Aleppo soap first became famous in Europe when 12th century crusaders took it back to Europe, where soap manufacturing had fallen into decline along with the Roman Empire. Made of olive oil, lye and laurel oil, its large dull green bars promise hygiene, soft skin, even cures for eczema, psoriasis and other ailments. Its manufacture has changed little over the centuries. Olive oil is boiled for three days with lye until it forms a thick green liquid soap. Laurel oil extracted from the fruit is mixed in and the liquid is poured onto wax paper to set.
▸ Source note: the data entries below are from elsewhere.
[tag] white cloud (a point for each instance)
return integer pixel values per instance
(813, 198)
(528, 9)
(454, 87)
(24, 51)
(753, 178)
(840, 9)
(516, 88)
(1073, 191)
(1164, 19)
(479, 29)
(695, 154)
While it cools and hardens, soap makers press a logo into the soap, affirming its origins in the city. Before the war the five main families who dominate the trade exported 600 tonnes a year, mostly to Europe and Japan. There used to be about 45 other smaller factories across the city and province. Now the conflict has cut the city off from its markets. Syria had done a poor job of supporting the growing of laurel trees, also known as bay trees, and some 80 percent of the oil used by soapmakers in recent years was imported from Turkey. Even before the conflict, fakers of Aleppo soap had started to threaten the manufacturers, undercutting their prices with artificial products.
Aleppo soap is one of the oldest manufactured products still being made in the same way after thousands of years. And there is no doubt that it delivers on some of its promises. Recent scientific studies have shown laurel oil to have powerful antibiotic and antifungal effects as well as moisturising the skin with vitamins A and D.